ShopSafe

Built for the Google Rapid Agents Hackathon, starting from Arize AI's ADK + Phoenix agent starter template.

A self-improving product-safety research agent. Give it a buying intent in plain English, typos and context and all:

Example: "Planning to buy ____ supplement. in ____ country"

It plans targeted research queries, searches the live web in parallel, and writes a structured safe / caution / avoid verdict where every claim carries a source URL. It then audits its own answer with an LLM judge, and when the audit fails it re-plans, re-searches, and rewrites. Across runs, it mines its own traces in Arize Phoenix to learn a better search playbook.

Built solo with:

Google ADK for agent orchestration and structured LLM output
Gemini and Groq for all LLM stages (planner, verdict writer, judge)
Exa for web search (with highlights, domain filters, and category guards)
Arize AI's Phoenix for tracing, observability, and the improver loop (MCP toolset)

Demo Video

Prefer to watch? Here's the ~60-second version -

Direct link: https://youtu.be/k8uwFcPjTQQ

Why this is interesting

Most "safety checker" demos are a single prompt with a search tool bolted on. ShopSafe is a pipeline with an immune system:

Trust layer as a product requirement. The agent never makes direct medical claims. It says "X is classified as a carcinogen by the WHO, per this URL" rather than "X causes cancer". Thin or conflicting evidence is required to produce caution plus a stated reason, never invented certainty. A deterministic evidence floor downgrades any uncited "safe" rating to "caution" before the judge ever sees it.
LLM-as-judge with a deterministic gate. A separate auditor scores groundedness, source authority, and tone safety. The pipeline does not trust the judge's own is_approved flag. It applies a hard rule (min(scores) >= 0.85) because models frequently contradict their own scores.
Critique-driven refinement that actually re-grounds. A rejected verdict feeds the critique back to the planner, which emits new queries (duplicates forbidden), growing the evidence pool before the rewrite. The best verdict across all passes wins, so refinement can never regress the answer.
Cross-run self-improvement. An offline improver agent connects to Phoenix via MCP, reads the project's own low-scoring traces, clusters failure patterns, and writes a search playbook that the planner loads on every future run.
Everything is observable. OpenInference auto-instrumentation traces every LLM call and tool span to Phoenix. Audit scores are attached to spans as annotations, so eval quality is queryable, which is what makes the improver loop possible.

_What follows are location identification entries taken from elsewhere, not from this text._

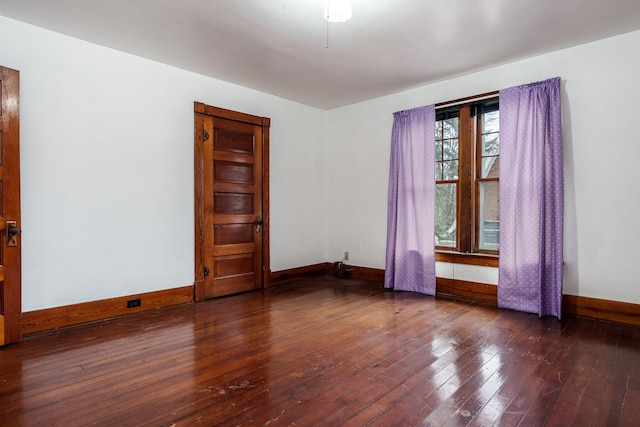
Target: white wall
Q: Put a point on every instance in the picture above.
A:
(107, 169)
(602, 148)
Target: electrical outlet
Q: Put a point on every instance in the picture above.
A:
(132, 303)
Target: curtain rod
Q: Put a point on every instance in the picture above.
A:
(479, 97)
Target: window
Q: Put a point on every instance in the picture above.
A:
(467, 156)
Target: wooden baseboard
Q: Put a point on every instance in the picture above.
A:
(614, 311)
(292, 274)
(59, 317)
(468, 290)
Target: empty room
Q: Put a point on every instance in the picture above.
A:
(319, 212)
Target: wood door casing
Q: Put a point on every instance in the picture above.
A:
(231, 193)
(10, 256)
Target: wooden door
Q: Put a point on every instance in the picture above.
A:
(231, 208)
(10, 269)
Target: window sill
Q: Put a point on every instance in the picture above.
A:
(485, 260)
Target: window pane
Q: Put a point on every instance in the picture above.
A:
(489, 216)
(450, 128)
(491, 144)
(450, 170)
(438, 151)
(490, 167)
(491, 122)
(445, 215)
(450, 149)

Every run lands in Phoenix as a trace tree — planner, parallel searches, verdict, and judge spans — with audit scores attached as annotations. That queryable eval history is exactly what the improver loop mines.

Architecture

raw user query  (free-text buying intent plus any health context)
   │
   ▼
[1] PLANNER      LLM -> ResearchPlan: product, ingredients, user_context,
   │             3 targeted queries (ingredient studies / recalls / authority-scoped)
   │             plus learned playbook.md appended to its instruction, if present
   ▼
[2] RESEARCHER   deterministic, NOT an LLM: asyncio.gather over planned queries ->
   │             Exa search_and_contents (highlights on) -> one shared evidence pool;
   │             every search logged to session history (the judge sees everything)
   ▼
[3] VERDICT      LLM -> SafetyVerdict: per-ingredient safe/caution/avoid, every claim
   │             cites a URL *from the evidence pool*, user context addressed
   │             -> deterministic evidence-floor downgrade (uncited "safe" -> "caution")
   ▼
[4] AUDITOR      LLM judge -> AuditVerdict: groundedness / authority / tone scores
   │             gate: ALL three scores >= 0.85 (deterministic, is_approved ignored)
   ▼
[5] LOOP         while rejected and passes remain:
                 critique -> PLANNER again (sees prior queries, emits NEW ones only)
                 -> new evidence appended -> VERDICT rewrite -> re-audit
                 -> best verdict across passes is returned

────────────────────────────  offline, cross-run  ────────────────────────────

[6] IMPROVER     ADK agent + Phoenix MCP toolset -> reads its own traces and
                 low-scoring audit annotations -> clusters failures -> writes
                 agent/shopsafe/playbook.md -> planner loads it next run

A key ADK constraint this design respects: an ADK Agent can have tools or output_schema, never both (setting both silently disables tool-calling). Here research is deterministic, so no LLM stage needs tools, and every LLM stage gets safe structured output through one wrapper (agent/shopsafe/llm.py) that routes to Gemini (ADK plus output_schema) or Groq (JSON mode), switchable by env var.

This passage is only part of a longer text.